As for Congresswoman Dina Titus, D-Pushover Opponent, she seems elated as a lark. With spring in her step, she has been touring construction sites without a hard hat reminding constituents that she came out swinging for the state, helping working families back on their feet so they can bring home the overpriced bacon.

How do I know all these things with such dead-brained certainty?

Because I’m a low-information voter, that’s why.

You, too? Kinda cool, huh. Low-info status gives us the same rights as all those showoffs who “read” about the issues and pay attention to what politicians actually do and say. We learn all we need to know about our candidates and their issues without ever leaving the couch.

Just hit the remote and start the sound-bite tutorial. Courses last as little as 30 seconds, and you’ll have your voter’s degree by November. Shake a little Jiffy Pop, crack open a cold one, and learn, baby, learn. In no time you’ll realize political science isn’t science at all, but mostly a series of historical mini-dramas and “CSI” episodes that increasingly take the place of real issues and meaningful debates.

It’s getting harder to find candidates who aren’t so overmanaged or paranoid of the press to agree to debates at all. In addition to being cowardly, I suspect the forensics-shy also know something else: Low-information voters like us don’t much bother to watch debates.

They take way too much time and attention away from the real issues, like whether Sisolak is an agent of China and Laxalt has a “Trump Forever” tattoo hidden somewhere unmentionable.

Candidates spend millions on commercials, some of them downright vicious and misleading, for a reason. They know they can work when the right strings are plucked and the right volume is reached. They know that people who are too busy, or lazy, to read position statements and pithy political analysis wind up getting a lot of their feelings about a candidate from television and social media.
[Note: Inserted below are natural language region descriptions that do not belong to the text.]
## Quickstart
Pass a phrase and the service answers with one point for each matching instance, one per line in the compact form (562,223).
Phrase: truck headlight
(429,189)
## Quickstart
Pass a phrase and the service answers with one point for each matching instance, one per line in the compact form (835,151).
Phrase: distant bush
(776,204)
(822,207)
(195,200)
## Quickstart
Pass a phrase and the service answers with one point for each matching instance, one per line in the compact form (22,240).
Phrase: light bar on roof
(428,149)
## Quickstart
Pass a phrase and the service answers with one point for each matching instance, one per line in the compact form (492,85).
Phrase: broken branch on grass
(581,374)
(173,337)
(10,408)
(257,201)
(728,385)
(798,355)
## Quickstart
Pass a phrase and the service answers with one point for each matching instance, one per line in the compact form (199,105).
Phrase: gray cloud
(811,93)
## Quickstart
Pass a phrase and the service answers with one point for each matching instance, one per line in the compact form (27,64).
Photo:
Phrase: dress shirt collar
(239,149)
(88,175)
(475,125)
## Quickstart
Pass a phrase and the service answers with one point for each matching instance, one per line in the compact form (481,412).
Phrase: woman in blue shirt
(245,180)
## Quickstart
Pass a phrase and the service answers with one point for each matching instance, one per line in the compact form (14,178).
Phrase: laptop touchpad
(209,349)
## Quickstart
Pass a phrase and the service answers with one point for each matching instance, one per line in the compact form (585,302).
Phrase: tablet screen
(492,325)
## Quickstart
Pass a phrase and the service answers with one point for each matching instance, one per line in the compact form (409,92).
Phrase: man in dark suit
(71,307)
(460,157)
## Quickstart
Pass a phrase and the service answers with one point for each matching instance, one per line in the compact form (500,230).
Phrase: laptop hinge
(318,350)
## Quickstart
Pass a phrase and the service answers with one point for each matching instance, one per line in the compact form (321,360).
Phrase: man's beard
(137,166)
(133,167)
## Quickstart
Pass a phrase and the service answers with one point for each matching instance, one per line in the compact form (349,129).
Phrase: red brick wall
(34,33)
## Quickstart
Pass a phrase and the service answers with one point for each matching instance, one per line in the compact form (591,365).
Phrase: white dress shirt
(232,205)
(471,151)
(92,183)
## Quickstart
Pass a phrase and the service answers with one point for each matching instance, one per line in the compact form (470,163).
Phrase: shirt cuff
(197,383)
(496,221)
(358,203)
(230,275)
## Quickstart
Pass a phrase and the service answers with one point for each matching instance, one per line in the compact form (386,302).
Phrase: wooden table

What we low-info voters lack in attention span, we try to make up for in a developed sense of smell about things like honesty, integrity, candor, intellectual heft, and other antiquated character traits. The tea leaves get even more hard to read when campaigns produce commercials that are not only alarming, but factually inaccurate.

I could go on at length on this important topic, but my next low-info voter education class starts in 30 seconds. Something dripping in sepia tones and sinister strains is ready to play. It’s pretty exciting.

After that, I’m going to go walk my dog, cash in my 401k, and maybe even buy a pound of bacon.

John L. Smith is an author and longtime columnist. He was born in Henderson and his family’s Nevada roots go back to 1881. His stories have appeared in Time, Readers Digest, The Daily Beast, Reuters, Ruralite and Desert Companion, among others. He also offers weekly commentary on Nevada Public Radio station KNPR.